[R] by function ??
Matthew Dowle
mdowle at mdowle.plus.com
Tue Jan 5 11:53:26 CET 2010
I wrote :
> (some may return vectors, others may return vectors)
Its been pointed out there was a typo, and wasn't very clear anyway. It
should read '(some may return vectors, others may return scalars)'. I've
been asked for further explanation so here goes ...
The point I was trying to make is that the following expression is very
natural to write. It takes a bit of getting used to though. A reminder of
the 2 column Dataset (containing a group of 4 rows and a group of 3 rows)
then the R expression and then the output :
LEAID ratio
6307 0.7200000
6307 0.7623810
6307 0.8600000
6307 0.9200000
8300 0.5678462
8300 0.7700000
8300 0.8300000
the syntax :
Dataset = data.table(Dataset)
Dataset[,DT(ratio,scaled=abs(ratio-median(ratio)),sum=sum(ratio)),by="LEAID"]
and the 4 column output :
LEAID ratio scaled sum
6307 0.7200000 0.0911905 3.262381
6307 0.7623810 0.0488095 3.262381
6307 0.8600000 0.0488095 3.262381
6307 0.9200000 0.1088095 3.262381
8300 0.5678462 0.2021538 2.167846
8300 0.7700000 0.0000000 2.167846
8300 0.8300000 0.0600000 2.167846
The 2nd argument (the call to DT()) contains 3 expressions, which are
executed for each subset of the Dataset grouped by LEAID. The row order is
maintained for each subset, and these expressions operate on ordered vectors
as usual in R. We can use column names as variable names directly (like an
implicit ?with). Note that Dataset doesn't have to be ordered by LEAID, but
it just happens to be in this example.
A comment on each of the 3 expressions (the 3 arguments passed to DT()

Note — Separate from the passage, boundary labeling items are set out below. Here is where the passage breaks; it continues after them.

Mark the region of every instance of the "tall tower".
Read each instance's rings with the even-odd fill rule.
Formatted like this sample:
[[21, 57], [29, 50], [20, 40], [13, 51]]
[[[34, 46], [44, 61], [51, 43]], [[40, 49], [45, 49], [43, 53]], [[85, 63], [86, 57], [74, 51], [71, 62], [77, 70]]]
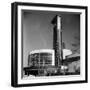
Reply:
[[63, 60], [62, 52], [62, 31], [61, 31], [61, 16], [56, 15], [52, 22], [53, 24], [53, 49], [55, 50], [55, 66], [60, 66]]

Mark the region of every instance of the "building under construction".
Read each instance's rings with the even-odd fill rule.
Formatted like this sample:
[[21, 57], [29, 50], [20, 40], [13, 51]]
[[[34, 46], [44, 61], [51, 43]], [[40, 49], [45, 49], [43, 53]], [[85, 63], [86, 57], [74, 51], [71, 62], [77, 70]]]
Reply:
[[62, 69], [64, 61], [61, 16], [56, 15], [51, 24], [53, 25], [53, 49], [30, 52], [28, 67], [24, 68], [25, 75], [52, 76], [67, 72], [67, 66]]

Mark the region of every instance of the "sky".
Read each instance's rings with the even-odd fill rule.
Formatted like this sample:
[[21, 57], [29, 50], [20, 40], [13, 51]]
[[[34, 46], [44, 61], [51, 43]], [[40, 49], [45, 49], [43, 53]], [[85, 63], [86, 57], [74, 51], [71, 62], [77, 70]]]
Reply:
[[66, 49], [72, 49], [75, 36], [80, 36], [80, 14], [71, 12], [23, 11], [23, 63], [27, 66], [28, 55], [33, 50], [53, 48], [52, 19], [61, 16], [62, 40]]

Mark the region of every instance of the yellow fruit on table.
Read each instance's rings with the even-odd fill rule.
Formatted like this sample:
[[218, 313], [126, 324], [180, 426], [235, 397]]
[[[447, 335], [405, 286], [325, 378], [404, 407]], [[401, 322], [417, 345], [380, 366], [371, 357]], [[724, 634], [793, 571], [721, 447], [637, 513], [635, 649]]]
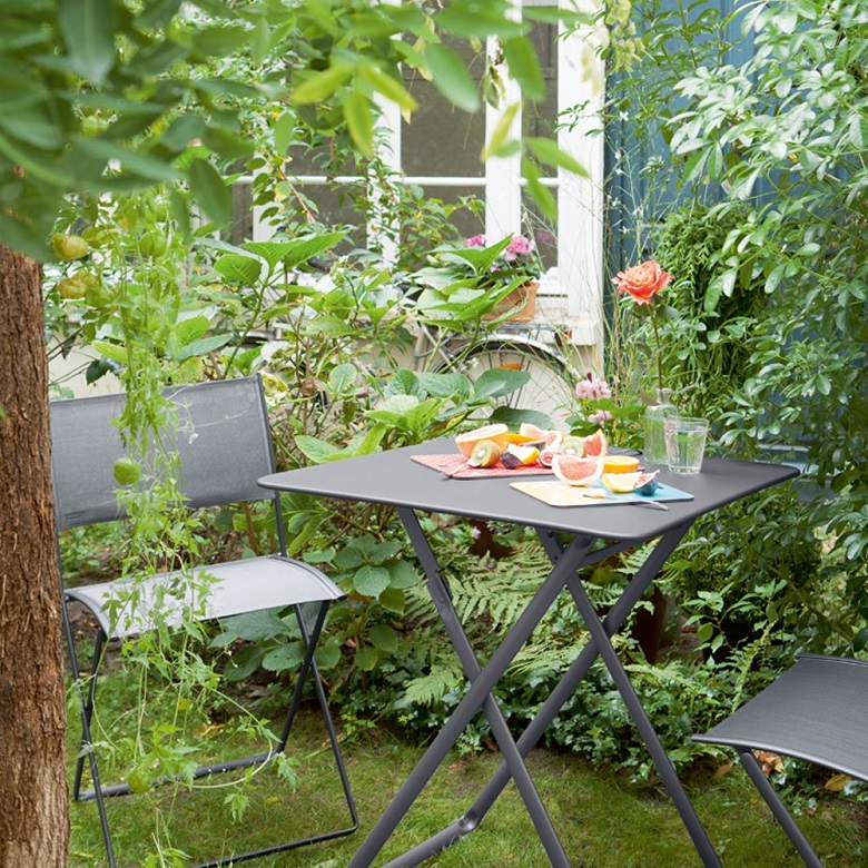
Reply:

above) is perhaps useful :
ratio : just repeats the ratio vector as is. You don't have to include
this but I wanted to keep the input data in the output to demonstrate.
abs(ratio-median(ratio)) : median() returns a scalar, subtracted from
each element from ratio, and returns a vector. abs() takes a vector, and
returns a vector. Standard R and basic stuff. Any R expresssion can be used,
so its more powerful than SQL in thats sense because SQL is restricted to a
small set of functions (avg, min, max, etc), which has been said before and
been true about R for a long time. Its the overall syntax of the single
'query' that I'm trying to demonstrate.
sum(ratio) : returns a scalar aggregate on the vector input. Thats what I
meant by "others may return scalars". Notice the the value of sum(ratio) is
repeated in the final column of the output. The reason is because at least
one of the other expressions return vectors, and standard R silent
repetition rules are coming into play inside DT().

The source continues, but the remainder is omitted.